OMG,” Elizabeth thumbs into her cell phone’s miniature keyboard. “He’s soooo cute.” Send.

Perched in a windowsill high above the city, Elizabeth coos over her new nephew. “What a peanut!”

Elizabeth’s sister smiles from the hospital bed. Andy’s not even a day old, still wrapped tightly in the ward’s white-and-blue swaddling blanket, his tiny facing peeking out from his mother’s arms.

Elizabeth points the cell at Andy and peers through the viewfinder. The baby screws up his already crinkled face. She clicks a photo with the built-in camera, which makes the sound of an old-fashioned camera shutter, for no good reason. Send.

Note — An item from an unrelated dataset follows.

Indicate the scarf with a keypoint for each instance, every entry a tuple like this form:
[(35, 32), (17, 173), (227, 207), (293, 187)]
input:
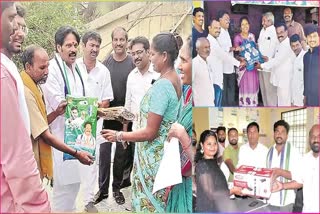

“Must already be the most photographed baby of all time,” her sister laughs. “You should have seen mom. You’d think she’s never seen a baby before. Her poor friends. They’ve probably all exceeded the quota on their AOL inboxes from all her endless e-mails. She’s never learned how to avoid sending pictures as enormo attachments.”

Elizabeth takes Andy’s tiny hand. She runs her finger over the plastic bracelet he wears. “Cohen, Baby Boy,” it reads, along with a bunch of other data that a nurse entered into a computer kiosk somewhere. Time of birth, mom’s name, a unique identifier, and so forth.